Here’s the example from my list:

Blitzen, C.P.A., P.C.
Comet LLC
Christen M. Cupid, CPA, CFP
Dasher & Co.
Dasher Dancer & Prancer, PC
Dasher, Dancer & Prancer, P.C.
Donner & Associates CPAs, PC
Donner & Associates CPAs, PC


Hello Bea,

I have built a solution which, however, requires an help column. First, the company names are freed from the characters “.&” and additional spaces. If you want to remove more characters, add the character separated by a “|” character to the first part in the regex formula. Caution: Some characters must be masked with a “” character.
In the second column I count the occurrences in all cells and give the hint DUPLICATE if the entry occurs more than 1 time.
Please test the formulas in the example document to see if this corresponds to your wishes.

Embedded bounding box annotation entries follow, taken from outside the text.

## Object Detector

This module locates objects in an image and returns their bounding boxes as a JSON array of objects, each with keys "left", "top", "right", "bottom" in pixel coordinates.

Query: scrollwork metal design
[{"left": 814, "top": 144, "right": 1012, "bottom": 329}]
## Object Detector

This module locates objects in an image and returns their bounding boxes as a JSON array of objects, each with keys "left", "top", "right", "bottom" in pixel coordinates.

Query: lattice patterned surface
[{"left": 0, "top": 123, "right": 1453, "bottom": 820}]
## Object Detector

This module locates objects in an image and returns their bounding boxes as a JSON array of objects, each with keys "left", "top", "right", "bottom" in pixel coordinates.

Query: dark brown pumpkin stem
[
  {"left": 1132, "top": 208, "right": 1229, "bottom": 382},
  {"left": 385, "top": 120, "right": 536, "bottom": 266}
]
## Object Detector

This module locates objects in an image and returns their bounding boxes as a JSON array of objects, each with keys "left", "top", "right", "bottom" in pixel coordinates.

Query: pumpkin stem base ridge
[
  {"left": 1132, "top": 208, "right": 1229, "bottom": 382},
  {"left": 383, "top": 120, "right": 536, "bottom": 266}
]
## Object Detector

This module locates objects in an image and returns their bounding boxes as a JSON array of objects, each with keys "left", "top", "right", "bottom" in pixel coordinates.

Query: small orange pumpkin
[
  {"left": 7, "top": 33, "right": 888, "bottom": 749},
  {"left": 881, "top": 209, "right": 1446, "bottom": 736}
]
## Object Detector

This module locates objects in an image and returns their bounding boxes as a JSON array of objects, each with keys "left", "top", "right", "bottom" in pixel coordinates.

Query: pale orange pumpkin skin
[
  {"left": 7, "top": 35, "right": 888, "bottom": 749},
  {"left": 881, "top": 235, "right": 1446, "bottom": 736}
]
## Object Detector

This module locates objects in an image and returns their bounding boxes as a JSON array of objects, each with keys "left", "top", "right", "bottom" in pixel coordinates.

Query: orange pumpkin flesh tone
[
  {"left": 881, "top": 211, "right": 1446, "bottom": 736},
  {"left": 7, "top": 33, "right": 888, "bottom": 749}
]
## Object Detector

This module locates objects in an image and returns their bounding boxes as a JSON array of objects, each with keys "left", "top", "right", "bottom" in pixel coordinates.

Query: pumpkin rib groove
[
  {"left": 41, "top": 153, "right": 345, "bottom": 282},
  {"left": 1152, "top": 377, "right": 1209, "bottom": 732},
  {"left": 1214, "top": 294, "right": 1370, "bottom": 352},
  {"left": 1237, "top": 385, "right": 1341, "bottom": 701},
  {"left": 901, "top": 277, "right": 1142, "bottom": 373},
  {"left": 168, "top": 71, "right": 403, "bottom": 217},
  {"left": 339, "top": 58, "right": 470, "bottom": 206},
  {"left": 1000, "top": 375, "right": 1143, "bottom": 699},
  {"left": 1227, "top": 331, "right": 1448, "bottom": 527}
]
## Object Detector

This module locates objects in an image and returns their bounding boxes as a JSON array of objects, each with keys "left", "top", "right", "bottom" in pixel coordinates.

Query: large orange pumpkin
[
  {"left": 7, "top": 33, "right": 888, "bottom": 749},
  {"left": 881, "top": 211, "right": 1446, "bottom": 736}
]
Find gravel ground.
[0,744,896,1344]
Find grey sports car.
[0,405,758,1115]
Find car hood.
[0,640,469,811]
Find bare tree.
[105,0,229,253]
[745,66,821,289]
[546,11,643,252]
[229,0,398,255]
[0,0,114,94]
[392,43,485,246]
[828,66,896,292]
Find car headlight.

Small improvements are certainly possible. However, I would need more details.
If this answer has answered the question sufficiently, then please mark your question as answered. The tick next to the answer that turns green with mouse over.


Hello and thanks, Jurgen. Your solution definitely works for numbers, and I agree - a help column is needed to remove the & and additional spaces, and I’m now on the right path.